Diplomat yang tidak biasa itu bertemu dengan wartawan Malaysia di Lion Tower di Jakarta pada hari Jumat, bersamaan dengan kunjungan dua hari Presiden Indonesia Joko Widodo atau Jokowi ke Kuala Lumpur mulai Kamis ini.
Itu adalah perjalanan luar negeri pertama Jokowi setelah terpilih kembali sebagai Presiden untuk masa jabatan kedua dalam Pemilihan Presiden April lalu.
Rusdi mengatakan sejumlah agenda telah ditetapkan untuk Jokowi dan Perdana Menteri Malaysia Tun Dr Mahathir Mohamad untuk fokus pada penguatan hubungan antara kedua negara.
Indonesia adalah mitra dagang ASEAN keempat terbesar Malaysia di belakang Singapura, Thailand dan Vietnam.
Rusdi mengatakan kotak pemikiran kompetitif antara Indonesia dan Malaysia harus terkikis, digantikan oleh pola pikir kesejahteraan bersama.
Dia mengutip contoh-contoh persaingan di pasar minyak sawit atau CPO antara kedua negara.
“Keduanya telah merebut pasar Tiongkok untuk menjual CPO masing-masing. Ketika Indonesia datang ke China, Beijing memberi tahu Kuala Lumpur untuk menawarkan CPO dengan harga lebih murah.
“Ketika Malaysia pergi ke Cina, Beijing mengatakan Jakarta menawarkannya dengan harga lebih murah. Jadi sudah saatnya kita ingin mendapatkan harga yang lebih tinggi, "kata Rusdi.
Dia menyarankan agar Jakarta dan Kuala Lumpur tidak terlalu bergantung pada pasar Cina, juga India dan Eropa untuk mengurangi stok CPO mereka.
“Kita harus bersama-sama berinvestasi dalam memproduksi bahan bakar penerbangan dari kelapa sawit.

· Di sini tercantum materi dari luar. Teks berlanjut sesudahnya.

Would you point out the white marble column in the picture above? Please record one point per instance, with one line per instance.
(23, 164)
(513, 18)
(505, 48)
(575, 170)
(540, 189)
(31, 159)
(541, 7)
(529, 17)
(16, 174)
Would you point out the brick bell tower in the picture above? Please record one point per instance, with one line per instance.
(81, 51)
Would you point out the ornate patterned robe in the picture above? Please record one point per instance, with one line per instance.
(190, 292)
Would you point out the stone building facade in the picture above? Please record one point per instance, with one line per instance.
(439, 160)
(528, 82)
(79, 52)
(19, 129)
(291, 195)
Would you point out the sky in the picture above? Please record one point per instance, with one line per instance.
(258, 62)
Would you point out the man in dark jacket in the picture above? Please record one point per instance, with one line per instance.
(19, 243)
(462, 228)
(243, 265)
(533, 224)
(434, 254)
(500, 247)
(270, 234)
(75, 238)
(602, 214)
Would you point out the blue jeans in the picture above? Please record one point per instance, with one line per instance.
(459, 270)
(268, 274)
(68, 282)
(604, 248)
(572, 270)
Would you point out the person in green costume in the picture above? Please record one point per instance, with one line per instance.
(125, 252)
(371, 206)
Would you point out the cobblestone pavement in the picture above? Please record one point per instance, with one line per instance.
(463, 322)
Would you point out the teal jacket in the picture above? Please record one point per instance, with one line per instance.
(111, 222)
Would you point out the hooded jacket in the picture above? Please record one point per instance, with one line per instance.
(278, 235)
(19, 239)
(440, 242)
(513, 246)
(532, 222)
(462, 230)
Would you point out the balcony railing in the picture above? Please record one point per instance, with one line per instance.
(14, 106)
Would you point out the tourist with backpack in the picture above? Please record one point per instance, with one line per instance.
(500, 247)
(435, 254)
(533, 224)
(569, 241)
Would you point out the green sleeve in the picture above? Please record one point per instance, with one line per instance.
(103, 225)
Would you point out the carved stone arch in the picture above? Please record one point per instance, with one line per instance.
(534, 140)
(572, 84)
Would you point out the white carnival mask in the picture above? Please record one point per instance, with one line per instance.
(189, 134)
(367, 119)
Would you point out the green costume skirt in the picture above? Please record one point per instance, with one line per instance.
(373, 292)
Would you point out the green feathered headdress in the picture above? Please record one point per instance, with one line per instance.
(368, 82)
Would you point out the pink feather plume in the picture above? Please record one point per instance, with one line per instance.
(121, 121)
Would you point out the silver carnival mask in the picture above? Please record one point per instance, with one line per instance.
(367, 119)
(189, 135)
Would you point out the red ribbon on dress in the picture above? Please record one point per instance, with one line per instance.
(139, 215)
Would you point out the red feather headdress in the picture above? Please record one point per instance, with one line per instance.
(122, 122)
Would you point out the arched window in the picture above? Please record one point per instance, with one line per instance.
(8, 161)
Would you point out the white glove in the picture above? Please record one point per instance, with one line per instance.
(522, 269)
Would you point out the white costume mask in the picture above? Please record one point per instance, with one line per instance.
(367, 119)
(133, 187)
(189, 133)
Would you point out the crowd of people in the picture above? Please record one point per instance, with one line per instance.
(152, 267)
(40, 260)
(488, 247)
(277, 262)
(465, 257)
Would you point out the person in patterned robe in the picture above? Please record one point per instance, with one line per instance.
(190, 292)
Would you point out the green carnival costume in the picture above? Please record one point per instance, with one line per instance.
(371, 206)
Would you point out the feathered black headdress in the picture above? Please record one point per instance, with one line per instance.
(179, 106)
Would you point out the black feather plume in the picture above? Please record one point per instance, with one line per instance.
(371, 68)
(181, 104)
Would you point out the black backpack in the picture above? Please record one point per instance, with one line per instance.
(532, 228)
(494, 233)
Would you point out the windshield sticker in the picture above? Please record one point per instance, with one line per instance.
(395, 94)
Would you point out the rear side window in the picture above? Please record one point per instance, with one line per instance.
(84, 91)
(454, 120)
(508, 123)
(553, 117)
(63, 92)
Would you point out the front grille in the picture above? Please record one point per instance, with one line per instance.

Sawit bahan bakar penerbangan yang diproduksi oleh perusahaan patungan ini kemudian digunakan oleh maskapai penerbangan Indonesia dan Malaysia.
“Investasi mungkin tinggi dan harga bahan bakar penerbangan mungkin lebih tinggi, tetapi industri kelapa sawit dari kedua negara mungkin dapat mensubsidi dengan biaya lebih rendah daripada bahan bakar fosil .
"Dengan cara ini, stok minyak di kedua negara dapat dikurangi dan harga CPO dinaikkan," kata Rusdi.
Selain kerja sama, Duta Besar juga mendukung proposal Malaysia untuk membuat proyek ASEAN atau 'Mobil ASEAN'.
Dia mengatakan proyek itu bisa diluncurkan pertama kali oleh Indonesia dan Malaysia yang sudah memiliki industri mobil sendiri.
Selain itu, Rusdi menyarankan agar perusahaan minyak PETRONAS dari Malaysia dan Pertamina dari Indonesia mengadakan usaha patungan dalam kegiatan hilir untuk meningkatkan kekuatan masing-masing.
"Kita sendiri, kita tidak memiliki skala ekonomis, tetapi jika kita melakukan merger, itu mungkin cukup bahwa kita skala investasi," katanya.
Dia juga menyarankan agar kedua negara mempertimbangkan untuk menggunakan mata uang masing-masing untuk perdagangan bilateral.
“Mengapa kita harus menggunakan dolar AS saat melakukan perdagangan antara Indonesia dan Malaysia. Yang terbaik adalah menggunakan ringgit atau rupiah karena dapat menghindari nilai tukar dari rupee ke dolar dan kemudian ke ringgit, ”katanya.